How are you using it?

amakhrov commented 2 years ago

This compiles but errors at run time, because the library doesn't have a default export Screen Shot 2021-10-18 at 9 53 49 AM

Our Angular app uses tsc to compile the code. If you use Babel, you can get different results if babel does some magic behind the scenes (like, generates a synthetic default export).

amakhrov commented 2 years ago

So basically there are 2 problems here: compile-time typechecks and runtime behavior.

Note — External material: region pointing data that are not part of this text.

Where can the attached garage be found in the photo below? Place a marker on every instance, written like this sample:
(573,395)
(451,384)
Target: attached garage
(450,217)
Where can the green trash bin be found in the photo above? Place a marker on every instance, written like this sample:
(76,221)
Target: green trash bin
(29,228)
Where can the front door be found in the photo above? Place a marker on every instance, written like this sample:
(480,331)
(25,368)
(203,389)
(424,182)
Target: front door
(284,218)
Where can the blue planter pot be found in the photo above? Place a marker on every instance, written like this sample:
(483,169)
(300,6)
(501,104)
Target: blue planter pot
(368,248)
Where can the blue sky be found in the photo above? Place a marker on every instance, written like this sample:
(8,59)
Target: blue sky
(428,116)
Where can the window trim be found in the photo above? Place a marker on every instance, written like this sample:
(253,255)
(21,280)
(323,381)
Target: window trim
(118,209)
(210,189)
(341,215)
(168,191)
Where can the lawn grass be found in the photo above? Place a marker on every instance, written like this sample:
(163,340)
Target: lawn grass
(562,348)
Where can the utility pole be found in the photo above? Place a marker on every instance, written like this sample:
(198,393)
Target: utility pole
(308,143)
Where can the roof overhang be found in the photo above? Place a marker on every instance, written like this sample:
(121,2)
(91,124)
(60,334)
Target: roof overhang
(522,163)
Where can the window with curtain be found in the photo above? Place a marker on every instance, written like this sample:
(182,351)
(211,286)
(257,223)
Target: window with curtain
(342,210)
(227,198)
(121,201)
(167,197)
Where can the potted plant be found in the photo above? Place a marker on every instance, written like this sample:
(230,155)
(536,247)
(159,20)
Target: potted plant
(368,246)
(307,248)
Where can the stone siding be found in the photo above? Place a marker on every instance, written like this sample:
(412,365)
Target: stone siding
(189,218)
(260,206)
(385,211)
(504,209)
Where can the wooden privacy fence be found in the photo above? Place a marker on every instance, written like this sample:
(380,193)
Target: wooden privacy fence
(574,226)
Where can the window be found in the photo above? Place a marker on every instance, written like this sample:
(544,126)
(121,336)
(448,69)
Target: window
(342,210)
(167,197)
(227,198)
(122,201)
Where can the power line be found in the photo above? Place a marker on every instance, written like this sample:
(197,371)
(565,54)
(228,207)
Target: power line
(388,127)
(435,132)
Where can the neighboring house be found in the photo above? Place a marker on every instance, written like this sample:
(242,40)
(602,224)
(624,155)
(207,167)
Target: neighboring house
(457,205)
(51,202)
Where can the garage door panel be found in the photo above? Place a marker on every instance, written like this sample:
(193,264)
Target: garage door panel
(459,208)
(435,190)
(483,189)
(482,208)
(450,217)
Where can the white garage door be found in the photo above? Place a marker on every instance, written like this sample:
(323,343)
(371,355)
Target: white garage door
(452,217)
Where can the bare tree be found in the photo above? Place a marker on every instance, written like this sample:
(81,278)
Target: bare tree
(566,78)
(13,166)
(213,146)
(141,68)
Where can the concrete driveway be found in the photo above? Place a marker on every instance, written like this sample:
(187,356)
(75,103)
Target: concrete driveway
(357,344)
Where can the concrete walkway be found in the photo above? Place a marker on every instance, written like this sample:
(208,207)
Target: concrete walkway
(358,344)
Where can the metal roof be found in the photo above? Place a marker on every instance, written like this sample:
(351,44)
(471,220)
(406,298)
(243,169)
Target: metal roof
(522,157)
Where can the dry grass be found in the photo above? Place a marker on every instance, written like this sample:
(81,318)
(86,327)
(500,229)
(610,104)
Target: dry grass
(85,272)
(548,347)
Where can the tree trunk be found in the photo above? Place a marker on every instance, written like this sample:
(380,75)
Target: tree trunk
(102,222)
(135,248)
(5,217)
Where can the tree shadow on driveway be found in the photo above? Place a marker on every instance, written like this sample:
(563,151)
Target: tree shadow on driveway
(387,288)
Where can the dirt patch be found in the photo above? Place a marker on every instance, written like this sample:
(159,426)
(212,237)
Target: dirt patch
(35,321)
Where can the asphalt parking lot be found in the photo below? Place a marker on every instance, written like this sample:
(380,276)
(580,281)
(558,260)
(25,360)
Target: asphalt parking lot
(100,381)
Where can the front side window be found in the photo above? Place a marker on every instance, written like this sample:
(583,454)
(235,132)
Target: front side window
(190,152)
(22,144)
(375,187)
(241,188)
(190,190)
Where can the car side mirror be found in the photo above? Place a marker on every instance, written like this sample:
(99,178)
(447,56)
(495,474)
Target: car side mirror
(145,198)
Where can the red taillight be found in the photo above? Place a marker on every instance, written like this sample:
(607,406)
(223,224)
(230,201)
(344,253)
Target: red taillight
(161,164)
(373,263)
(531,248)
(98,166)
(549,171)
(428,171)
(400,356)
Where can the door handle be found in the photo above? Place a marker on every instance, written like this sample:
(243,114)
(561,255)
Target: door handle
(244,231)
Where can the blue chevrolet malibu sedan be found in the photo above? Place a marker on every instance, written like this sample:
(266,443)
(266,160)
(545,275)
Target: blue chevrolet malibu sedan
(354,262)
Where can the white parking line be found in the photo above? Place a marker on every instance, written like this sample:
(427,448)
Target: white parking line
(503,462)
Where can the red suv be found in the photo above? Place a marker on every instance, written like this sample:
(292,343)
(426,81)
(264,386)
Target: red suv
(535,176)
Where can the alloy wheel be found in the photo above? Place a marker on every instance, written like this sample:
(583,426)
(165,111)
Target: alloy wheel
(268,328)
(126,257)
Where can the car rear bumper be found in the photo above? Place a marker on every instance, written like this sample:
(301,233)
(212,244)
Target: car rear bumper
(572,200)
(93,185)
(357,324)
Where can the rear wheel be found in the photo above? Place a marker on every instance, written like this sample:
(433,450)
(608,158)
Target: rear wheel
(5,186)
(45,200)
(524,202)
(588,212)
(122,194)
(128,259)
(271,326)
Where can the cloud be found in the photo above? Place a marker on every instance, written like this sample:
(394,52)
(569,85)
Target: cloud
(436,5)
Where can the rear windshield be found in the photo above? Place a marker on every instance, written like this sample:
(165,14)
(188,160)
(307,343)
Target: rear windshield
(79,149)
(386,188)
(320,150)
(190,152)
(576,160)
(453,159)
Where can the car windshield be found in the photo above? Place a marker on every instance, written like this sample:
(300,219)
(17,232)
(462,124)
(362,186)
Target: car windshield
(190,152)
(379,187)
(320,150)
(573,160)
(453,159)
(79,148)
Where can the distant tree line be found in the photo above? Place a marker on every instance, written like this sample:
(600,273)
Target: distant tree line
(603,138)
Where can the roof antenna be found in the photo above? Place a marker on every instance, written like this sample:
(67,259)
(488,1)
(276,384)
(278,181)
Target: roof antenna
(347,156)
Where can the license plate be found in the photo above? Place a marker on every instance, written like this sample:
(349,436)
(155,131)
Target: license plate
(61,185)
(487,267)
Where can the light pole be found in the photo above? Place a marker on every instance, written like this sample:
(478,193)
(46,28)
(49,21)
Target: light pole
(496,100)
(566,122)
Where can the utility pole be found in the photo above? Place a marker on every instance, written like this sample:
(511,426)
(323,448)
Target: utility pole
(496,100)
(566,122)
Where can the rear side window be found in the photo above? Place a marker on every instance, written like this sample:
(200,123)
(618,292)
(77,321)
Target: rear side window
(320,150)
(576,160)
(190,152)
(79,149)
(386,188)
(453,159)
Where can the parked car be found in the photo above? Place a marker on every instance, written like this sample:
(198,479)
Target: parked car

One could make the code above work at runtime by enabling esModuleInterop TS compiler setting (disabled by default).

But the typechecking problem is that .d.ts doesn't match the actual underlying .js file - because module.exports = init (.js) is not the same as export default init (.d.ts).

ValentinH commented 2 years ago

@amakhrov could you please have a look to #8 to confirm that this is what you need?